“Welcome appreciation”
Freiburg, Oct 30, 2019
The “Initiative Nachhaltigkeitsbüro” launched in May 2018 quickly became an official club. Now, at the start of 2019-20 academic year, the friends of the university association has awarded its Alumni Prize to the group. The prize is endowed with 2,000 euros.
Environmentally active students: The Sustainablility Office receives award from the Förderverein Alumni Freiburg e.V.. Photo: Sustainability Office
Laila Heising says the Alumni Prize is “welcome appreciation.” The 24-year-old Science student and Student Union environment officer hopes that the prize will “open new doors to us so that we can pursue our cause with even greater support.” The student initiative, whose members are also involved in other socio-environmentally-oriented university groups, combines student lobbying for more sustainability at the university.
The students have already opened lines of communication with university faculties, the administration and the Rectorate. For example, it was the university’s environmental protection office which proposed the award go to the student initiative. The students are pleased that a sustainability manager has recently been employed at the university and say that will help to more firmly anchor this complex of topics at the university - as they have been calling for from the beginning. The student initiative wants to see comprehensive environmental reporting on operations, administration, teaching and research. In a pilot project proposed by the Sustainability Office, student assistants at the Faculty of the Environment and Natural Resources have started recording all emissions generated during business trips.

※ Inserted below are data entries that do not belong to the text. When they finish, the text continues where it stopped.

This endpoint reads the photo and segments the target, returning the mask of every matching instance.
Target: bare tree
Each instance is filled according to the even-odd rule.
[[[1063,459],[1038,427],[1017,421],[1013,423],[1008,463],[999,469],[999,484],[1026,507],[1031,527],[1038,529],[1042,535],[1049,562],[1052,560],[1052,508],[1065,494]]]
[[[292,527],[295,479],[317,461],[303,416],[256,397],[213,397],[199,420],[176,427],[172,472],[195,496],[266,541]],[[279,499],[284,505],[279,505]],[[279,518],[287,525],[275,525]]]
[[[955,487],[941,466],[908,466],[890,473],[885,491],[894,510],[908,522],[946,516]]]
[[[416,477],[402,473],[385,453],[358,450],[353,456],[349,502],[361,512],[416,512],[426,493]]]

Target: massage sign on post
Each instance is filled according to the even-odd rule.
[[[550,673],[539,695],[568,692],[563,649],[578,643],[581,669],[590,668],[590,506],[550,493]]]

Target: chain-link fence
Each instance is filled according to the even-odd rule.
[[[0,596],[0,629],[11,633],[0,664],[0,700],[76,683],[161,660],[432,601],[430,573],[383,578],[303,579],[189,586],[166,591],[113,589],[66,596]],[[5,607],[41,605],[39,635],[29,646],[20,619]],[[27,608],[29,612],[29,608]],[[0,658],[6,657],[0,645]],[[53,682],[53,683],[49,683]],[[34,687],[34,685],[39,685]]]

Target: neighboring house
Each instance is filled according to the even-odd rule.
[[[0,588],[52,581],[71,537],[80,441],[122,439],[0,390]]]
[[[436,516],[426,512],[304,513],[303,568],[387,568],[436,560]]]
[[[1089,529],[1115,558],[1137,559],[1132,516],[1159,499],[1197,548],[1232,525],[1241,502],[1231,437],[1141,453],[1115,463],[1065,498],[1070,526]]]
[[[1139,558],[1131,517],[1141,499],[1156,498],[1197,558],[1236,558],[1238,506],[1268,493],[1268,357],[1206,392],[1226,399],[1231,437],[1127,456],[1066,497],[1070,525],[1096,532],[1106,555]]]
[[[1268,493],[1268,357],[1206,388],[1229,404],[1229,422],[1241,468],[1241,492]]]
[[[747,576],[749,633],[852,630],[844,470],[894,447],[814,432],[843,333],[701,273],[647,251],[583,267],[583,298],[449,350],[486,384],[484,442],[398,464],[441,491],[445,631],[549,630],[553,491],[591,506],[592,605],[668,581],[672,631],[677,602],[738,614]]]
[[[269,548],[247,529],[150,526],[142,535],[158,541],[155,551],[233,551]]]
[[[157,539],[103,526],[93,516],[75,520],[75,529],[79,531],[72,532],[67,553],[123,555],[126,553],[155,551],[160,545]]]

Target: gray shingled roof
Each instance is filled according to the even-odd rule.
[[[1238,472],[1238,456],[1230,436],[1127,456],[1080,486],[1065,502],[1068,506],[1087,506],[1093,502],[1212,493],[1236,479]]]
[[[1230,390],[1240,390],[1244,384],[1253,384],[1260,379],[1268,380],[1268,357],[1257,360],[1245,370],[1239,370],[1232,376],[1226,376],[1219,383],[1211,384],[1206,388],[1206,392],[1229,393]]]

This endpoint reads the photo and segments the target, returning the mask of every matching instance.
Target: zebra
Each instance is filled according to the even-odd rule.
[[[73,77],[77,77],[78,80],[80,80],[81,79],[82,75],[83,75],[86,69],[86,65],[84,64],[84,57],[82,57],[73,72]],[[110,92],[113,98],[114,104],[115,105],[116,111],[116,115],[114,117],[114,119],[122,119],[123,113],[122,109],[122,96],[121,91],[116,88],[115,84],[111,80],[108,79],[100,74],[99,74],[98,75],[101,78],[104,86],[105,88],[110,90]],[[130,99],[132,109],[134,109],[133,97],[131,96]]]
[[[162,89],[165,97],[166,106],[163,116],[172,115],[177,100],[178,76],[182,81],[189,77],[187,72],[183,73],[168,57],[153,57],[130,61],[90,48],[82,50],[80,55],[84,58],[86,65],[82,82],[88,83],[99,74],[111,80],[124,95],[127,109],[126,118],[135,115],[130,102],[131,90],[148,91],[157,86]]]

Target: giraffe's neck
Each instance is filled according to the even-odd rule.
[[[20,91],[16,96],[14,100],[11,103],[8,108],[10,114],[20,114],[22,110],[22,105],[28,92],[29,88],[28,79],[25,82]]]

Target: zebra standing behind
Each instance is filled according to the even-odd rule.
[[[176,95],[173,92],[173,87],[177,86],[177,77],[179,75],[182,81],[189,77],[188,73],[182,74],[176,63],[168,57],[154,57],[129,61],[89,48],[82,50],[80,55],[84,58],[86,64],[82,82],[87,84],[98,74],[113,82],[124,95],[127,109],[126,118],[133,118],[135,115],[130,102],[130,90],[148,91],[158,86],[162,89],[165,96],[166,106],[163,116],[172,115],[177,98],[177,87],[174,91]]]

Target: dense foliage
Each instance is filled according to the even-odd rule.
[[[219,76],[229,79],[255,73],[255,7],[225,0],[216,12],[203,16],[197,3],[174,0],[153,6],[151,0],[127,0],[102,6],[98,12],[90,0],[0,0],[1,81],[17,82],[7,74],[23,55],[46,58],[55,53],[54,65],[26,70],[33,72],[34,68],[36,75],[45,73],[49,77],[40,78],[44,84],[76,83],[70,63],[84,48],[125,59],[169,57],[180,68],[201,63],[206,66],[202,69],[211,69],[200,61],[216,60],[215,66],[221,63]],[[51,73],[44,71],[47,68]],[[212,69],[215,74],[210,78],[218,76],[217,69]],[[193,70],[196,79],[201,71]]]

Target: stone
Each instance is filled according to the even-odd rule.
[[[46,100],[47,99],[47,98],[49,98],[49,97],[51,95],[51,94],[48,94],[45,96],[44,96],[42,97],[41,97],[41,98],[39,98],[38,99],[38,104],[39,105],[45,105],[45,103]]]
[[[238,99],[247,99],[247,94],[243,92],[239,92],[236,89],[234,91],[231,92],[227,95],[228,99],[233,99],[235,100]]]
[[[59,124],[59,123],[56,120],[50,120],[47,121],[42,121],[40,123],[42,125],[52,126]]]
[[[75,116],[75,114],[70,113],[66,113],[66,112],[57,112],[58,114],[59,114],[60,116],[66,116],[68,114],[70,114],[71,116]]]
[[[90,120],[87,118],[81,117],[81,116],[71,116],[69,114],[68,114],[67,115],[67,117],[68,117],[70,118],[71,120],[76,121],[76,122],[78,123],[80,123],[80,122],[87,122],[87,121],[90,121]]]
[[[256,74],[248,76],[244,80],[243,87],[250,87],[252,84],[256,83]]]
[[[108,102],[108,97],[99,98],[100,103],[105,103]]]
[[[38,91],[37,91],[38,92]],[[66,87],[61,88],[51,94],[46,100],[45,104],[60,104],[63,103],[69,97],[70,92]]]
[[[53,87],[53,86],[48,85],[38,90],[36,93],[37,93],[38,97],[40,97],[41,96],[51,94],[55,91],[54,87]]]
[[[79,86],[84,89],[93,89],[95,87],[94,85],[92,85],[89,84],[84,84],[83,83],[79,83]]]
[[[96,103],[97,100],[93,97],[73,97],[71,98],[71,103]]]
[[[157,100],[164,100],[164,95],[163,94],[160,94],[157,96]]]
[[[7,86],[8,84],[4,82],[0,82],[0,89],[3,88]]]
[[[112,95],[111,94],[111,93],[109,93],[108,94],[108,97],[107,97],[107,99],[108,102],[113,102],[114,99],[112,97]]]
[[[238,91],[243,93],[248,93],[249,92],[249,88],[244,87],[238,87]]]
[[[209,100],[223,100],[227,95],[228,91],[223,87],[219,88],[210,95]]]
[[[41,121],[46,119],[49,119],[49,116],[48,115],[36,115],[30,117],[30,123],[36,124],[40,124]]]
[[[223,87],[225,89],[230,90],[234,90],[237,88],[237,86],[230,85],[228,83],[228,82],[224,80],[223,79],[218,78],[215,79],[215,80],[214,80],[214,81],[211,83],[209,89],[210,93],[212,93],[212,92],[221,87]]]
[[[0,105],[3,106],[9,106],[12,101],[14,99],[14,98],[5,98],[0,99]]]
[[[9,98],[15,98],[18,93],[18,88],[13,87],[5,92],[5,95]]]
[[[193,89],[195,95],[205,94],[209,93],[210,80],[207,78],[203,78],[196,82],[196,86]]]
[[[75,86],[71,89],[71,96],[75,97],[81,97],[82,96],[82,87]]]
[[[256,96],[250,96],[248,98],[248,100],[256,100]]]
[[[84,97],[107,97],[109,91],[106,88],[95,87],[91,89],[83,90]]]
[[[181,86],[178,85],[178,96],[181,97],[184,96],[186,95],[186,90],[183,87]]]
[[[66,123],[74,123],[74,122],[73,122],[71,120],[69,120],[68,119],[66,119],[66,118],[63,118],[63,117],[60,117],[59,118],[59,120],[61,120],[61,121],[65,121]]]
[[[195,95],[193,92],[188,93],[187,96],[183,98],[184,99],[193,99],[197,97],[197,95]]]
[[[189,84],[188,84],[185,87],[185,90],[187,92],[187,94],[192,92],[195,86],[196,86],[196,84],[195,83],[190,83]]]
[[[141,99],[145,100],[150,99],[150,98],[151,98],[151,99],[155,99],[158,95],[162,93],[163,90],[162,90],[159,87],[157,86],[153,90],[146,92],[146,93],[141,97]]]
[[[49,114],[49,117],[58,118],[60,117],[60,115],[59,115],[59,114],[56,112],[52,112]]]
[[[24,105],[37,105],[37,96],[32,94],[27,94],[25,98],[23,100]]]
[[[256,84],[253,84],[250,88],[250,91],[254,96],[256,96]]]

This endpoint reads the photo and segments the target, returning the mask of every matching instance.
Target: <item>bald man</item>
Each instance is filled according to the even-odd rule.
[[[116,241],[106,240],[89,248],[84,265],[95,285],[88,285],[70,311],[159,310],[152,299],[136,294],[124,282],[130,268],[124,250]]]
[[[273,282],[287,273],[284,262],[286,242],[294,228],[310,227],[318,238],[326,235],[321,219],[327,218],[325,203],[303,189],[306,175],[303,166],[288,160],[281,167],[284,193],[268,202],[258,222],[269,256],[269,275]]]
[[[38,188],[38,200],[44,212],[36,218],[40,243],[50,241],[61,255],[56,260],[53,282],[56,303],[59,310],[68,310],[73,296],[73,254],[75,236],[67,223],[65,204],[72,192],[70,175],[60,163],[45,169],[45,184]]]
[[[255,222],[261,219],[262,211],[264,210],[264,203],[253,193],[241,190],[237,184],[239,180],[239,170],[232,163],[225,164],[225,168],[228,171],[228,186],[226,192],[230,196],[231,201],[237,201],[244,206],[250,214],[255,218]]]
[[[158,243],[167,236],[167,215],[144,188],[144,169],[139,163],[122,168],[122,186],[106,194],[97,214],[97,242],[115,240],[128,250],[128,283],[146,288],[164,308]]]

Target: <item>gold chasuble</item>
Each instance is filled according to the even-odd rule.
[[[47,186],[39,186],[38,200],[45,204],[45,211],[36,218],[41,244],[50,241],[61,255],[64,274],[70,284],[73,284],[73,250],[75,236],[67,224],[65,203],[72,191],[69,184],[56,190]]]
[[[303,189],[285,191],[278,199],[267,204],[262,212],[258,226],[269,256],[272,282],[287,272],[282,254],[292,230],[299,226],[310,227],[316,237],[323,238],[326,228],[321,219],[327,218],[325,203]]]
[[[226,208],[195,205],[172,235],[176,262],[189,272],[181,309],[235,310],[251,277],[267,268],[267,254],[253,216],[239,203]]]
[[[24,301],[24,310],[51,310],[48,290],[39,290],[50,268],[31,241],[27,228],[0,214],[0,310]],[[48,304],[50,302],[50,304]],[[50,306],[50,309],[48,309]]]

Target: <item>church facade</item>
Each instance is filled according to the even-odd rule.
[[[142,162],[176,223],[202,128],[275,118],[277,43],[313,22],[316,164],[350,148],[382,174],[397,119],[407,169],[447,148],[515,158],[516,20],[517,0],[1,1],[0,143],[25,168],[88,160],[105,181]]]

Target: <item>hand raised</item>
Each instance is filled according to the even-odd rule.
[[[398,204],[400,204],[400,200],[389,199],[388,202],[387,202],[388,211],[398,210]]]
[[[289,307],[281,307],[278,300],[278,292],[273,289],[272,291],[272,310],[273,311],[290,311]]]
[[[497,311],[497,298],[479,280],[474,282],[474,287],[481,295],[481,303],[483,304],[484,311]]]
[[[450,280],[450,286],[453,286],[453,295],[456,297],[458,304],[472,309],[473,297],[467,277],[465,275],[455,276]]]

Thinking about the environment and society at the same time
The group’s chairman, Benjamin Thober, a 28-year-old student of interdisciplinary anthropology, sees the Alumni Prize as confirmation of his conviction that “ecological and social issues are not mutually exclusive - they must always be thought of together.” This conviction is reflected in the title of a lecture series for the winter semester conceived by the Sustainability Office: “Sustainability and (in)Justice,” which traces the social connections of environmental topics from global inequality to intergenerational justice and gender issues. It follows a first lecture series in summer semester 2019, which followed “blind spots” in sustainability discourse. The Alumni Prize money gives the student initiative a small budget from which to engage speakers for the lecture series. As Thober and Heising point out, it takes considerable time and effort to raise the money for fees, travel expenses and accommodation.
The lecture series is intended as a first step towards a Studium Oecologicum which is slated for launch in the coming summer semester and which is to be slowly expanded. Existing courses in the field are to be incorporated, supplemented by further classes, and taught in different forms. The students say the concept they have developed has been well received by the university’s management. Some of the ideas it is modeled on can be found at Berlin’s Humboldt University and at the University of Tübingen. The aim is to get sustainability firmly anchored in teaching – as a voluntary interdisciplinary course – for students of all disciplines, instead of being restricted to individual subjects and faculties such as the Faculty of the Environment and Natural Resources.
Connecting all those involved
The decisive factor here is cooperation with all the university’s actors in the field of the environment and sustainability: from the Rectorate, to the faculties, to administrative staff. One possible anchor is the Centre for Key Qualifications, which could offer the Studium Oecologicum – awarding ECTS credits and certificates – as part of the interdisciplinary element in Bachelor's degree programs, which aims to teach students universal professional skills. Points can be earned already – by attending the lecture series.
Anita Rüffer
www. nachhaltigkeitsbuerofreiburg.de
Lecture series on sustainability and (in-)justice
The lecture series focuses on the main theme of “(in-)justice,” shedding light on how it affects the sustainability debate. The lectures take place at the following times:
07.11.2019 (Bio-)Diversity & Gender; Kollegiengebäude I, lecture hall 1010
21.11.2019 Climate Justice; Kollegiengebäude II, lecture hall 2004
05.12.2019 Environmental Protest; Kollegiengebäude I, Horst-Weitzmann lecture hall 1098
09.01.2020 Neoliberalism; Kollegiengebäude I, Horst-Weitzmann lecture hall 1098
23.01.2020 Generations and Time; Kollegiengebäude III, lecture hall 3118
06.02.2020 Nature Ethics/ Consumer Justice; Kollegiengebäude I, Horst-Weitzmann lecture hall 1098
The events start at 6 pm. The lectures are in German. All welcome. There is no need to register; admission is free.